Finding a Classic ClassicI have never tried to rewrite or adapt a classic book, but characters from classic stories and nursery rhymes have certainly made many a guest appearance in my picture book work. Little Red Riding Hood, the three bears, the big bad wolf, the three little pigs and others, have all had walk-on parts. Their presence has leant these stories a certain familiarity and made it seem as if all these nursery characters, whether mine or somebody else’s creation, inhabit their own, real world where new stories may be happening, unrecorded, all the time; much as the cartoon characters in Toon Town in the film Roger Rabbit. I find that idea quite reassuring. One only has to enter that world to discover a completely new adventure.
It sometimes takes a long time for a book to worm its way into my heart. I have to re-read it and flick through its pages again and again, savouring sentences and studying illustrations, seeing how the ink sits on the page. Then it becomes like an old and trusted friend.
One of my favourite classic books is Treasure Island, but I didn’t fully appreciate its brilliance until the right edition came along and everything clicked. I first became familiar with Treasure Island through the film starring Robert Newton who, with his greasy beard and rheumy eye, created the archetypal screen pirate. ‘Arrr, Jim lad!’
When I did eventually turn to the book, I was a bit disappointed. I have the same problem with music – it takes me years, sometimes, to appreciate what many people seem to get straight away! Anyway, the book didn’t quite work for me, until I found an edition that I fell in love with.

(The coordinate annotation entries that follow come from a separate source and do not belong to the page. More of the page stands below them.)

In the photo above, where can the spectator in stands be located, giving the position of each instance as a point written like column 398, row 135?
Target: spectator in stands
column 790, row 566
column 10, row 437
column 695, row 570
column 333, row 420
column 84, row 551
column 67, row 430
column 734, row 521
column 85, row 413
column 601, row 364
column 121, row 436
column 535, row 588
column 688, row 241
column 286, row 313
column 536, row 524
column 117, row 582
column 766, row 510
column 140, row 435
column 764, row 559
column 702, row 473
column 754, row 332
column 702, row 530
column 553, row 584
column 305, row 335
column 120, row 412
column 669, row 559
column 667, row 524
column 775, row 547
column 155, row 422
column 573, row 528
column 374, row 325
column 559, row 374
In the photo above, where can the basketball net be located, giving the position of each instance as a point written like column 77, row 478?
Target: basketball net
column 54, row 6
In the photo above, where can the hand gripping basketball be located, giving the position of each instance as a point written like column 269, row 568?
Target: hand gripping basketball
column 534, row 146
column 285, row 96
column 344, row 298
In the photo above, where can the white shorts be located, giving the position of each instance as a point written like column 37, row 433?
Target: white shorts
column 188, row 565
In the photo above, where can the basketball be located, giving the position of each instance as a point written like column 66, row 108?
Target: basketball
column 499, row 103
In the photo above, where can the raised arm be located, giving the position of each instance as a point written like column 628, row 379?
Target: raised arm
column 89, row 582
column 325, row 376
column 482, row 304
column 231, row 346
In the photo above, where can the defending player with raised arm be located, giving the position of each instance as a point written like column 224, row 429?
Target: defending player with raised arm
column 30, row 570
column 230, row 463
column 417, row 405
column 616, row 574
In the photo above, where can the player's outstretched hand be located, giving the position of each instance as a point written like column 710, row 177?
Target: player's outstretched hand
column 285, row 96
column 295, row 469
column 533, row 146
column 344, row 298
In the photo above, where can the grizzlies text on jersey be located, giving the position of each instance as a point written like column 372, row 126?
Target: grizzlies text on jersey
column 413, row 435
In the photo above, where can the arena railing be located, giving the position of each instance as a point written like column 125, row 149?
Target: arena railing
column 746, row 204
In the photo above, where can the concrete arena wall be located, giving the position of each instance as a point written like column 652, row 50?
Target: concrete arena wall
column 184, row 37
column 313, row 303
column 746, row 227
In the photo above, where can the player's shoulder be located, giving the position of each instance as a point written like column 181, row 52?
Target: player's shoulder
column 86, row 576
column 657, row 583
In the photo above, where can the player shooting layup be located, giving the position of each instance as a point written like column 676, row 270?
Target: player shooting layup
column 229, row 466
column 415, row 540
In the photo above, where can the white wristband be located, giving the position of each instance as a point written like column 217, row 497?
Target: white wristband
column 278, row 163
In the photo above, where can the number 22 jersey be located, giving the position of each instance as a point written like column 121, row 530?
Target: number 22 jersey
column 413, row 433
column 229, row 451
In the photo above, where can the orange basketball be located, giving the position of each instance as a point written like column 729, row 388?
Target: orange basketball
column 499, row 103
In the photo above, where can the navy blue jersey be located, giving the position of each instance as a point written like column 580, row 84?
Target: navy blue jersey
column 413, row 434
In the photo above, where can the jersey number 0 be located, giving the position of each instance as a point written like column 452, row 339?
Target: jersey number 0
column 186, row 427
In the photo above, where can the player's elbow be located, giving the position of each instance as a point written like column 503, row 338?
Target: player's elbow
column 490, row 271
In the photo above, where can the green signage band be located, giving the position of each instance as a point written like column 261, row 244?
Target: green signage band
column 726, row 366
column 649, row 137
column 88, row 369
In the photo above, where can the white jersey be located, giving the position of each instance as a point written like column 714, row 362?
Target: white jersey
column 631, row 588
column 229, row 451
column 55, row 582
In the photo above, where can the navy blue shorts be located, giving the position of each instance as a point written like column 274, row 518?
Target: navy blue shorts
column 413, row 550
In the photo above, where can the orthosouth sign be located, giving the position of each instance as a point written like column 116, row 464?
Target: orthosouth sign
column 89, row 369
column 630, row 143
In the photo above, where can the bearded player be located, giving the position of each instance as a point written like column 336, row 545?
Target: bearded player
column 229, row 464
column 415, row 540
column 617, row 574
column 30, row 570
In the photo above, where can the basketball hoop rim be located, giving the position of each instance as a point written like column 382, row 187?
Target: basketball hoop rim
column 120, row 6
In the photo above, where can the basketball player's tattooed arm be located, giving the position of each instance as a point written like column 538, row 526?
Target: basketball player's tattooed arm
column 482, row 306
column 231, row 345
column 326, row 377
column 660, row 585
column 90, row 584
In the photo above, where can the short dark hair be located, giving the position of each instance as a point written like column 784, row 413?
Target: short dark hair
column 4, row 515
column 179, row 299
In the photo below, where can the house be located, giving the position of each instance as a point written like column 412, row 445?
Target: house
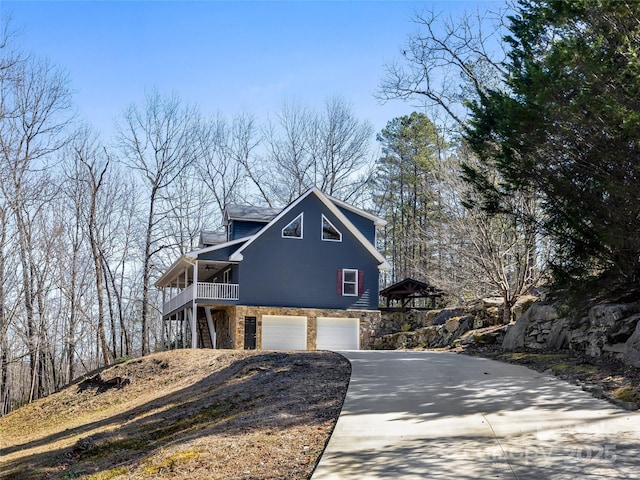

This was illustrated by one of my heroes, Mervyn Peake, where everything seemed to be right – the design and layout, the quality of the paper and, of course, Peake’s wonderful illustrations. Here was a pirate that enhanced the character on the page, and surpassed the screen version, which now began to look rather cartoony. Peake’s Long John Silver is so real you can almost smell the salt and sweat on his clothes.
All of a sudden the story came alive and I appreciated Stevenson’s wonderful and economic writing for the first time. Could there be a better opening passage to an adventure book:
"I remember him as if it were yesterday, as he came plodding to the inn door, his sea-chest following behind him in a hand-barrow; a tall, strong, heavy, nut-brown man; his tarry pigtail falling over the shoulders of his soiled blue coat; his hands ragged and scarred, with black, broken nails; and the sabre cut across one cheek, a dirty livid white. I remember him looking round the cove and whistling to himself as he did so, and then breaking out in that old sea-song that he sang so often afterwards:-
‘Fifteen men on a dead man’s chest-
Yo-ho-ho and a bottle of rum!’"
Treasure Island still has a hold on me, and I find pirates popping up in my stories all the time. Each has something of either Robert Newton, Robert Louis Stevenson, or Mervyn Peake in them, whether it’s Captain Cut-throat, leader of the band of lady pirates in my Charlie Small adventures, or Captain Bonedust in Alfie Small’s first journal. But to create a character as real, as devious, but as appealing as Long John Silver, now that would be something!